At every funeral Mass, we pause and welcome the remains of the deceased at the Baptismal Font as we enter the church. Standing there with the family around and the friends and neighbours gathering in we recall the beginning of the Christian journey at another font as many years ago as this person has lived.
For some that will have been a simple celebration, in the days after birth, without the mother, in a church close to the maternity hospital. In Dublin, many people were baptised at the ProCathedral or Westland Row, close to the Rotunda and Holles Street. For those born from the mid-sixties on, the baptism more likely happened in the local parish church, often within a month of their birth. For this reason, the old christening robes, often handmade, covered with lace and handed down from generation to generation, are tiny!
From the 1990’s on baptisms increasingly came a few months after the birth and were joined by a family celebration, welcoming the little baby into the circle of life. Baptisms from this time were ideally celebrated in small groups to emphasise the public nature of our belonging to the church and the support we Christians get from each other.
Now in the pandemic, one of the first actions taken was the draining of the Baptismal Fonts, Holy Water Fonts and distribution of blessed water. For over a year we had few if any parish baptisms at all, and then with great relief and joy we were able to start again in the autumn.
The babies presented were often over 2 years old, some almost three, and a few even had a newborn little brother or sister. Many of the parents commented on this when they were preparing for the celebration, “he is far too big for any christening robe,” “She looks like she’s making her communion!”.

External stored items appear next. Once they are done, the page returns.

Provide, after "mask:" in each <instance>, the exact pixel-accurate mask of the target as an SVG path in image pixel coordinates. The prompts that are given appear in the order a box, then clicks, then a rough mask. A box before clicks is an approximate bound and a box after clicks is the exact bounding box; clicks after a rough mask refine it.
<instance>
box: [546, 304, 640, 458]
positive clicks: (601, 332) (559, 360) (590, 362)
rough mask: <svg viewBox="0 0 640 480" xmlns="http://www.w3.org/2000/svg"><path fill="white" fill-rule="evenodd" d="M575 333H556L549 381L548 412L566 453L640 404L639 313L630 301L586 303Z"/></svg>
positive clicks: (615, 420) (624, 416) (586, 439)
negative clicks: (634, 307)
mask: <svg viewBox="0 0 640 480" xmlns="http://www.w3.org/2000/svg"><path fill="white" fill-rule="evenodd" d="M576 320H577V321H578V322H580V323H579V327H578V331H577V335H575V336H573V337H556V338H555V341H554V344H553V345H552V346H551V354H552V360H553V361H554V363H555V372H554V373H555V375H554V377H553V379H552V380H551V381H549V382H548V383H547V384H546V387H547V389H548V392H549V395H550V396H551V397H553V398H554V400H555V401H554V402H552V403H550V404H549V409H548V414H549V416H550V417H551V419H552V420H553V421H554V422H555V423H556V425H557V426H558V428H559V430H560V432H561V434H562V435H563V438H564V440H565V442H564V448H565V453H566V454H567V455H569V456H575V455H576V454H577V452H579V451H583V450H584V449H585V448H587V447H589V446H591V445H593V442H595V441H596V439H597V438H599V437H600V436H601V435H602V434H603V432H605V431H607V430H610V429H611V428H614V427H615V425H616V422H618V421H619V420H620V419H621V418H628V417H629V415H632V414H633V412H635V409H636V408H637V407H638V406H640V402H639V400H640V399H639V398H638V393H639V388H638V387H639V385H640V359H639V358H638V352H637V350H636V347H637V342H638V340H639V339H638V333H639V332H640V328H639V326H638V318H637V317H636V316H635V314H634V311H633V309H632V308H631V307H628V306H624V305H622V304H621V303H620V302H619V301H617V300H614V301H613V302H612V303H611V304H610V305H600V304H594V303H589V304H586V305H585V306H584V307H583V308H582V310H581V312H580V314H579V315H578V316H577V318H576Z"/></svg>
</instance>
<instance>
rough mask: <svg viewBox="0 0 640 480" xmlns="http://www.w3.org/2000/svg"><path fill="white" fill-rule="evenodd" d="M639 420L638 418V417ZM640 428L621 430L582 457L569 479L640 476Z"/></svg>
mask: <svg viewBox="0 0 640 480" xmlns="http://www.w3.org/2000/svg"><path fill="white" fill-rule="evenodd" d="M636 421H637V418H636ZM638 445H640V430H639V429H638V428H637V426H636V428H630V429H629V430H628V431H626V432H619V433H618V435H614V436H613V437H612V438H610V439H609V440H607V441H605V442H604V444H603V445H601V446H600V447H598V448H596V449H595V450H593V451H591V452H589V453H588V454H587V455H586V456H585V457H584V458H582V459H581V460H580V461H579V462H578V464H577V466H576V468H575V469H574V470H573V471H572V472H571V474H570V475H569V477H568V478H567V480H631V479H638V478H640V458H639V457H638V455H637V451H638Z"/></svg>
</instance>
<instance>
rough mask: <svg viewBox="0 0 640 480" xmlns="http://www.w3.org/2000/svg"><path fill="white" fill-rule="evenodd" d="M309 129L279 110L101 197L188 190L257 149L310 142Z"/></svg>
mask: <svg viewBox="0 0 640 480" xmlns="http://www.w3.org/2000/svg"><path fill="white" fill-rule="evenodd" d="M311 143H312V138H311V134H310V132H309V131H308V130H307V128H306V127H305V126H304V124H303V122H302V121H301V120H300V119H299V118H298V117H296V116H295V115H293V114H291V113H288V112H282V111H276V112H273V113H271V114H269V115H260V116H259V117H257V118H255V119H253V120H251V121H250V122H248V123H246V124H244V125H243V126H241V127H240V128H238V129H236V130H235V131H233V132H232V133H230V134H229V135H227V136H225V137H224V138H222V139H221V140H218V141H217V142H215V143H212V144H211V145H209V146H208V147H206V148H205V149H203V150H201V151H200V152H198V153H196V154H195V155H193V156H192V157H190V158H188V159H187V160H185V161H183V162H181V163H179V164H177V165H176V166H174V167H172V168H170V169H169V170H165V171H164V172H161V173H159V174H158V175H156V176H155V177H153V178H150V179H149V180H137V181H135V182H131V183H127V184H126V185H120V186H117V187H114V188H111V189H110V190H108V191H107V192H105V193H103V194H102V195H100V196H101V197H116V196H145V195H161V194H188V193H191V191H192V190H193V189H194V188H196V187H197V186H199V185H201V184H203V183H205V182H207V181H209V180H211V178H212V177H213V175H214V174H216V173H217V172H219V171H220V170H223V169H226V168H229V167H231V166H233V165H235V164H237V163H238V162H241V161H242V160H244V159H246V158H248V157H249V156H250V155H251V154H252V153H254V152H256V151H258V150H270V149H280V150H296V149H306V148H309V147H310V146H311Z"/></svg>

When we hear in the Gospel today how powerful the baptism of Our Lord was in the river Jordan, the heavens opening, the descent of the dove, the voice of the Father, we are reminded of the real importance of this moment in the life of every Christian. On that day, the disciples really didn’t know much about what lay ahead for Jesus, or themselves as his followers and to be honest, at any baptism we can only hope that this infant will grow up in a family of faith and make a wonderful contribution to life in the years ahead.